Tiny triggers, tiny traumas…
Your sleep, rest cycle is one of the most important cycles in your life and determines the overall quality of your health.
Parenting can be problematic when you do not have the proper foundation and understanding of what shapes childhood experiences into healthy adult perspectives. What many do not realize is perspectives are shaped by perceptions, meaning how you see the world around you is shaped by what you saw in the world growing up. How you respond to life’s situations are shaped by your level of exposure to critical thinking, rational processing, and healthy boundaries growing up. It is quite often we hear parents say “well my mom did it this way” or “when my father came it meant this”, but what if they got it wrong in certain instances? What if due to faulty wiring, which are circumstances beyond their control (such as their upbringing) they were conditioned to be the way they were. What if the lack of understanding left them open to error?
I believe that the inherit love we are wired to have for our parents is necessary, but I also believe it can hurt. Why? Because it keeps us from recognizing flawed patterns, internal obstacles, and unorthodoxed habits. Now this is not a let us bash our parents read, but rather let us disect the areas that have greatly affected us so we can be better people and parents ourselves. Let us not dismiss or discredit even the smallest things that have rolled with us into our now.
There is something trending called tiny trauma, a concept by Dr. Meg Arrol. It is a focused narrative and one that is gaining more attention, rightfully so. Because often we only look at the major events or lack of in people’s lives to determine their functionality. We miss the fact that many times the smallest of events have the greatest impact. We miss the fact that small things add up to larger triggers and this is how we can define our trauma.
So what is tiny trauma, how can we relate to it, how does it impact parenting, and why is all this important?
“Dr Meg describes tiny traumas as 'everyday psychological wounds' that keep building up over time. She describes them as 'emotional injury from a thousand paper cuts'.” -Dr. Meg Aroll chartered psychologist and author of Tiny Traumas
“She said people can be left suffering with problems including: 'High-functioning anxiety, problems with falling and staying asleep, emotional eating and being stuck in between life stages, unable to move on or enjoy the simplest of pleasures.'”
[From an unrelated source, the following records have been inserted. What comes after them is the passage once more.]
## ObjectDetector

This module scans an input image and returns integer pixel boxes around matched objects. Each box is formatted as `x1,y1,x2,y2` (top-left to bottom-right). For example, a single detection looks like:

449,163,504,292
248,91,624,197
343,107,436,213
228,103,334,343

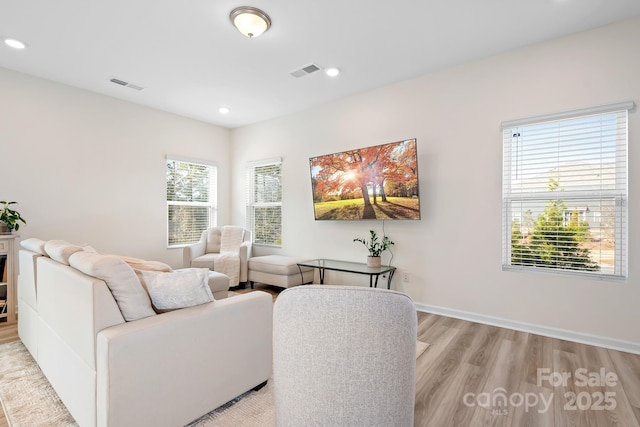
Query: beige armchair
183,227,251,283
273,285,417,427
Your sleep, rest cycle is one of the most important cycles in your life and determines the overall quality of your health. With tiny traumas it is likely you are triggered quite frequently during the day which means your fight or flight responses remain activated and your dopamine levels remain raised. All of this impacts your stress level, heart rate, blood pressure, eating habits, and ability to power down after each day. A natural occurrence such as shutting off the lights, getting in your bed, and falling asleep straight away plagues you internally and so you wrestle with late night tv binges, social media scrolling, and rely heavily on technology. Not realizing the receptors that fire off when you are using your devices in an effort to wait out that moment of sleep. All the while not recognizing this does more harm than good. The rays from the screen, the constant wear on your eyes, the, and the active light fights your natural ability to properly shut down. So essentially you have trouble powering down, and once you finally do you have trouble having a peaceful nights sleep, not to mention the anxious response to all of this. Internally you dread bed time all though you love the thought of peace and rest.
Your diet and food choices are directly impacted by your amount of sleep or lack of. Lack of sleep can result in higher cortisol levels, higher cortisole levels can result in elevated glucose levels, and elevated sugar levels can actually make you crave sugar. So many of you may feel you have a ‘sweet tooth’, but what you perceive as a sweet tooth is really compounded stress, presenting itself as a food trigger. All of this both impacts your weight, mental clarity, dental hygiene, heart health, and physical healthy.
Lastly, how does all this relate to parenting? Well many of these ‘tiny triggers’ stem from child hood events that weren’t acknowledged or rectified. Which can then filter into our personal dogmas or ideologies about yourselves and the people around us. This will either mean we strive to be just like our parents, or we do everyone in our power to be radically opposite. Each approach can be both harmful to you and your parent child relationship. So identifying triggers, having healthy conversations with people around you, reading to learn, getting a life coach or therapist, can all help mature in the areas where you may be arrested in that childlike state that may be taking over your ability to process and make rational choices on your own.
Toxic cycles don’t get to define you and you can live a life void of the brokenness that has tried to plague you. -Malecia Griffin (Year of She Arise)
This is important so that you are aware of your own children and those tiny triggers you faced don’t end up in the foundation of their lives as well.